I was very surprised that someone who’s the son of Matti Peled and the brother of Nurit (and by extension the brother-in-law of Rami Elhanan) could be so ignorant about history.
Miko explains how he called his brother Yoav back in Israel to know whether what he’d been told by these Palestinians in San Diego was true. And Yoav told him that is was correct.
If it’s possible to be that blind coming from the Peled-family (Matti Peled was also a fine scholar who mastered Arabic perfectly), no wonder some of the Hasbara-drones here seem like coming from out of space.
I get the impression from what he writes about his father, that Matti Peled might have tried to ‘protect’ his children from the truth. In fact, Miko explains that it wasn’t until Smardar, Nurit’s thirteen years old daughter was killed in a suicide-attack in Jerusalem that he woke up.
Hi Richard,
these propaganda activities on campuses is one stunning and frightening thing, but what do you think of smuggling the “unified Israel” agenda into US state laws, as given in
Bill Florida
http://www.flsenate.gov/Session/Bill/2012/1396/BillText/Filed/HTML
and
Bill South Carolina (video)
http://forward.com/articles/152888/pro-israel-lawmakers-promote-one-state/?p=all
both having almost identical texts. And what does that mean exactly: “Israel has been granted her lands under and through the oldest recorded deed, as recorded in the Old Testament”? Which borders under which interpretation of the Old Testament?

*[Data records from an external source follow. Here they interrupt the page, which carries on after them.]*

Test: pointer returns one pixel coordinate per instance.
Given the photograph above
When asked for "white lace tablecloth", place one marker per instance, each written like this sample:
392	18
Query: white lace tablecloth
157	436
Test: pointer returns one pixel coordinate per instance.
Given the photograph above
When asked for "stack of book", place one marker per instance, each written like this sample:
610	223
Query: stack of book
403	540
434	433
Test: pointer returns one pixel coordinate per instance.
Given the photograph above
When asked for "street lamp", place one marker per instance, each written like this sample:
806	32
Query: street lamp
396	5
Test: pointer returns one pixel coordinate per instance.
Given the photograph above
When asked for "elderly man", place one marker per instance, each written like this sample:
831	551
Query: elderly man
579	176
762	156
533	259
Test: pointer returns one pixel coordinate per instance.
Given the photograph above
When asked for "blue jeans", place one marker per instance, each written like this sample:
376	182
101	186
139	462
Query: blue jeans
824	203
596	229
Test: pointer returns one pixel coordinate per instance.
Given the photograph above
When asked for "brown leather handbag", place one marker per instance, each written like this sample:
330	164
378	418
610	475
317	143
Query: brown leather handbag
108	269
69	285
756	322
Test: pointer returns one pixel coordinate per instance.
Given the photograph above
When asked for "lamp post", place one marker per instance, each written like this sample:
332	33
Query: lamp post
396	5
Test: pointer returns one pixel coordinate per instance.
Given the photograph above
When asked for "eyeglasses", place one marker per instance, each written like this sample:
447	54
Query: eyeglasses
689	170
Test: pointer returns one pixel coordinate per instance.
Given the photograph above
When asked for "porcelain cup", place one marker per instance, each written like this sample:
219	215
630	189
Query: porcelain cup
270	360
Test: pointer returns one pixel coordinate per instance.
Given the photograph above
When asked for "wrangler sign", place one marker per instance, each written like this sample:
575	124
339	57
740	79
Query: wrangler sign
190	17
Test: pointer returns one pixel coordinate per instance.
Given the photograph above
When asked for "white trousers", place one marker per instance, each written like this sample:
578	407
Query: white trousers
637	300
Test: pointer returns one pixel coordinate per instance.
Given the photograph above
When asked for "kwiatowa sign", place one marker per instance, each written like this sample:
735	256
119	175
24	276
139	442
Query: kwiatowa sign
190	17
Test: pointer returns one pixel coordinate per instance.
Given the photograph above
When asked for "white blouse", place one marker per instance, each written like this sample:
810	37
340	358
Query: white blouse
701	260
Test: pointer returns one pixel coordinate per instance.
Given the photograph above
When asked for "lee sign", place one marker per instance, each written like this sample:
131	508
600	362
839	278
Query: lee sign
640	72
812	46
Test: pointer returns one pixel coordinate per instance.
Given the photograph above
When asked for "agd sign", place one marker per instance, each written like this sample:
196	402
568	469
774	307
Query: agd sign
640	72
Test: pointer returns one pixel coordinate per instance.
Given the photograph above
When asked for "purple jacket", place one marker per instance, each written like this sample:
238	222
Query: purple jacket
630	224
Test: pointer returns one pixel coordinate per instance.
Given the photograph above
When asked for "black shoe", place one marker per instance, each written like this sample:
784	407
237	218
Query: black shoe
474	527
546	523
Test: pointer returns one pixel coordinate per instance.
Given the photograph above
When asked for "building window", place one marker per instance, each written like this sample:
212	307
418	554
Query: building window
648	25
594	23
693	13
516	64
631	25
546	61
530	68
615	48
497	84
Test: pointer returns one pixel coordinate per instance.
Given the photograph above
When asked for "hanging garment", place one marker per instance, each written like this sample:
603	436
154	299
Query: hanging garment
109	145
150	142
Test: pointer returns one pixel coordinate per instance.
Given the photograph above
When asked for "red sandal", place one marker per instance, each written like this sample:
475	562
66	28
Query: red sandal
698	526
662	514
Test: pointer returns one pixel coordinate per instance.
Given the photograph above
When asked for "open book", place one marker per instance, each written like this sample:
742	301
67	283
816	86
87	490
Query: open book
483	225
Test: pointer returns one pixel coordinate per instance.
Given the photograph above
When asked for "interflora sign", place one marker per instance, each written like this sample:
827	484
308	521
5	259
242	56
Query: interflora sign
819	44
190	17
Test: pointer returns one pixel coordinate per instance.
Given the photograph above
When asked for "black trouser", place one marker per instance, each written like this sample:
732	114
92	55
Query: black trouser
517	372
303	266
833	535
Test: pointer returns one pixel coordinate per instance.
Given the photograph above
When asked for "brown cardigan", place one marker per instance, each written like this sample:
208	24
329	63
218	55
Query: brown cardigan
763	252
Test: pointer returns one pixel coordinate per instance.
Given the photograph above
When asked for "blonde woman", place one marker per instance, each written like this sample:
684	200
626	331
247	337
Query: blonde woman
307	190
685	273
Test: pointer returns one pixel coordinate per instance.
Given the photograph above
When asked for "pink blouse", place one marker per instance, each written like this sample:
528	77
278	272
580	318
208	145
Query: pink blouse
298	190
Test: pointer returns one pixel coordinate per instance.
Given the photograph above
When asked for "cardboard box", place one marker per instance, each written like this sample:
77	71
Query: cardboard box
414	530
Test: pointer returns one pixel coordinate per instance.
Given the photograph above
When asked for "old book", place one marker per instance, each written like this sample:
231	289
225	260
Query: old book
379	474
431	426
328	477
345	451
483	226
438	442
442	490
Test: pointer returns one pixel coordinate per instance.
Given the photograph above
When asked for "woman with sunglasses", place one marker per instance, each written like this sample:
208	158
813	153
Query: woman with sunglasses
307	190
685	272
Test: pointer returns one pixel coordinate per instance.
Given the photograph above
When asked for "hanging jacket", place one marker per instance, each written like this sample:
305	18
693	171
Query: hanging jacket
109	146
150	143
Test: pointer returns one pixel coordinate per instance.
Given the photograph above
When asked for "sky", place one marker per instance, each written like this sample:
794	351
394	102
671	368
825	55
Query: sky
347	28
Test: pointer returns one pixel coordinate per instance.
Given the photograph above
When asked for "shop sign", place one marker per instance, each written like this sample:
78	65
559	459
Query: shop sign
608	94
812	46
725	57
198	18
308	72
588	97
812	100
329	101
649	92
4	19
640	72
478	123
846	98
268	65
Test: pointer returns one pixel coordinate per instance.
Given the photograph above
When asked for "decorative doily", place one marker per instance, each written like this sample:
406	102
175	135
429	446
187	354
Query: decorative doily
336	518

This could be a positive — to have the basis for the claim cited unequivocally as the “Old Testament” because that means it has little historical or legal meaning. It is a claim based upon “fervor” or “sentimentality,” and not a hard claim at all.
Anti-Moslem fanaticism apparently has infected some in the US military.
http://www.wired.com/dangerroom/
The Israeli Right Wing will eventually fall…and only because of excellent efforts like what we see here…
The Israeli Right Wing look very big and powerful, ruling the country I live in with an iron fist. But it’s exactly like one of those big rubber balloon monsters that kids play on at fairs–it only stands up so long as someone is pumping air into it.
Israel’s ‘might’ is dependent solely upon the US veto at the UN and other fora, US military support etc.
The US is the battleground for Israel’s future, not Israel. BDS against the US for it’s support and you will not need BDS against Israel itself.
Thanks for going for the bullet finger.